Non-integer stories would be a great title challenge!  We could do a whole irrational series: “Dead i Well May Be.”  “Portrait of Φ Artist as a Young Man.”  “The Life of π.”  I’ll probably stick to integers, though I might repeat integers, much to the horror of my publisher.  We’ll see.

By the time I’m finished with one book I often know the story I have to tell next, since while editing I relax by planting seeds of new ideas.  “What will to happen to this character?”  Or: “What’s the analogue of this particular financial situation in the world I’ve built?”  Sometimes, to write the next book I’m excited to write, I need to skip down or up the timeline a little.

The spacing between books is determined by the way that excitement intersects with causality.  What needs to have happened in order to get my characters in position for the next story?  How long did that take?  And—the big question for determining how many books I want to fit into the empty space—how much crisis do I want to occur in the interval?  An exciting book often feels like trauma for characters.  What’s the old saying: “An adventure is someone else having a hell of a tough time a thousand miles away?”  If I don’t want all of my characters to be giant messes of PTSD, they need time to react to what’s happened to them in previous books, and integrate that stuff into their personality.  (Or fail to do so!)  The main characters of Two Serpents Rise need a decent amount of time, and at least one major crisis, to get into the position we’ll see in Full Fathom Five, which is the next book in the sequence.  Main characters of Three Parts Dead, likewise.  So that means there needs to be at least one book between Three Parts Dead and Two Serpents Rise and the next book, probably featuring characters from both novels—so, include a novel’s worth of space.

 

How do you keep track of/expand your worldbuilding?  Is there a set list of questions you ask yourself about a city and culture as you create it?  When you start fleshing out a deity, does your mind run ahead to questions like “Which kinds of heresies does this theology tend toward?”

I have a monster timeline in a Google spreadsheet.  Four books in, that’s where I go to remember the dates of characters’ births, deaths, major live events, historical precursors, revolutions, battles, and so on.  The God Wars.  When Ms.
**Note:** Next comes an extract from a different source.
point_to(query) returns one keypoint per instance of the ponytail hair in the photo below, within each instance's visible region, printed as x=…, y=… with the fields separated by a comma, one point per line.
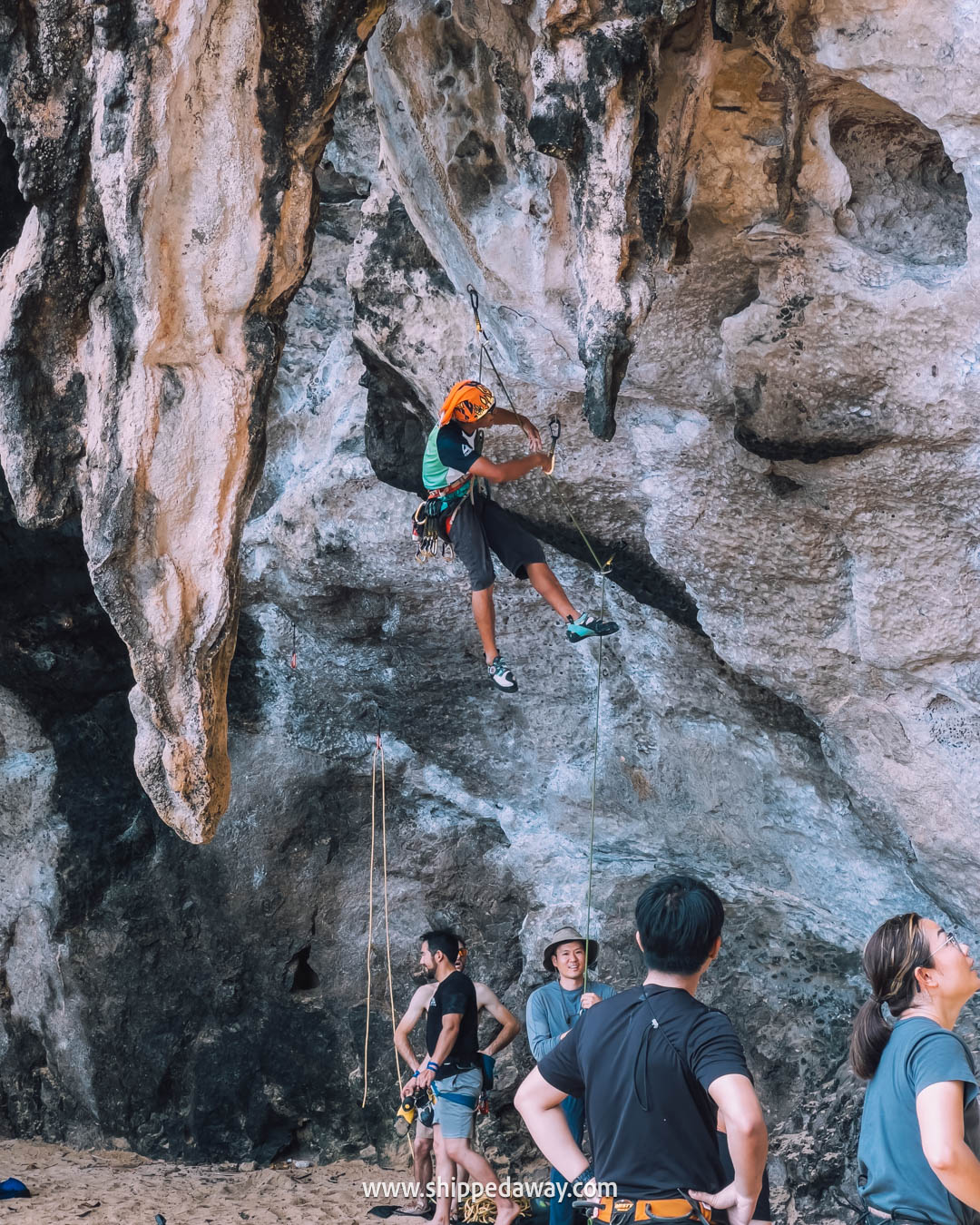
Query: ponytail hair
x=897, y=949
Kevarian was born.  The fall of Dresediel Lex, and the birth of the Hidden Schools.  Seril’s death.  Tara’s matriculation. Otherwise, I’d get all Billy Pilgrim, having this nation’s war before that character’s marriage when it needs to be the other way around!  Not to mention the characterization issues: thirty-year-old mortals think differently from those in their early twenties.  Some of my characters are gods and Deathless Kings and the like, and don’t have to worry about lost opportunities, aging, and so on in the same way we do.  Most aren’t, and do.
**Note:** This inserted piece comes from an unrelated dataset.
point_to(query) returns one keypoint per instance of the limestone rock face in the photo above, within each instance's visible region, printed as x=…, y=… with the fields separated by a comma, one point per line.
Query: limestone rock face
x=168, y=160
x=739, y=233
That timeline reflects key events in books I’ve written, since they’re the firmest truth.  I have notebooks full of history sketches, maps, myths, and interpretations, a bit of primary-source material (some sections of a History of the God Wars are buried deep within my email, as are pieces of metacriticism on Gerhardt)—nowhere close to Tolkien, I’m not that systematic.   But all that material is sort of fanon of my own work. Some of it may need to change, and much is still vague and unfilled.

I think of worldbuilding kind of like Go.  In joseki stage, opening stage, you play loose structures.  A stone in a corner serves as a placeholder for a structure you want to build there later.  As the game proceeds, you fill in the gaps and connect these placeholders, these bold vanguard ideas, and your plan develops down weird new paths in the process, since opponents are wily and games are difficult to foresee.  In joseki you play for potential: I want a god of rain and sacrifice.  In later stages you have to actually connect the potential you’ve built to the structure you are developing in response to your characters, your research, your previous work.  Otherwise that initial idea will wilt.  So, sometimes that initial idea contains specifics: I want a heresy, I want a church.  Sometimes those follow necessarily from the connections you need.  Does that make sense?